If you are not familiar, baby-led weaning involves feeding infants real food from day one, instead of purees or baby food. This allows them to learn to self-feed and explore new textures. It can be a messy process, but it does allow for a more varied and natural introduction of foods and textures to infants just learning to eat.
Avoid food rules
People may assume that RDs love to follow or enforce food rules, but we know rules just don’t work. Dietitian Jessica Spiro told me that “much to the surprise of many, no food is off limits. That means we don’t make a big deal about enjoying chocolate, fries, and pancakes on occasion. For me, it’s more important that my toddler build a healthy relationship to food than eat the ‘healthiest’ foods all the time.”
Most RDs recommend following food principles or guidelines, rather than strict “rules.” Life happens, sometimes all you can throw together for dinner is a quesadilla. Also, it’s important to enjoy food. Chocolate and pancakes taste great, so why deny a child of that pleasure?
It’s not about perfection
Dietitians are far from perfect. Dietitian Jenna Braddock of Make Healthy Easy said, “I often have conversations with my boys about their favorite treats. Cupcakes, cookies, and chocolate milk are regular conversation starters with them. I like to always affirm that they are wonderful foods, and I especially love enjoying them together. But then I remind them (as neutral sounding as I can) that these aren’t foods we eat all the time because that’s not healthy for us.”
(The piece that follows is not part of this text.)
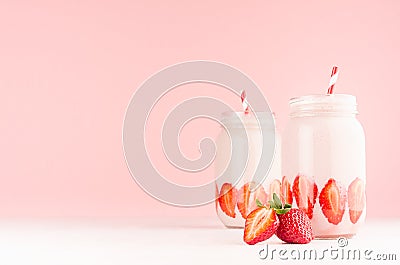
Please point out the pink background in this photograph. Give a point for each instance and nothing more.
(69, 68)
At the end of the day, food is meant to be enjoyed. Cupcakes and cookies can fit into a healthy meal pattern from time to time. Trying to meet a standard of perfection isn’t realistic for most adults, much less for children.
Empowering kids to eat healthy for life
Although you may think all dietitians feed their kids perfectly all the time, clearly that is not true. The thing is no diet is “perfect” and doesn’t need to be to live a healthy life. Although a few basic principles should be followed, there is no need to restrict a child’s diet.
Jennifer Hunt, dietitian and founder of Healthy Inspiration summed it up nicely when she told me about her philosophy with her daughter. She said, “We are trying to empower her with the ability to choose while still guiding her. There is no exact science or formula and raising healthy eaters is not an overnight process. It is messy, unpredictable and sometimes downright frustrating, but I am confident that training my daughter to learn body signals, make choices and fuel her body well is an attainable goal.”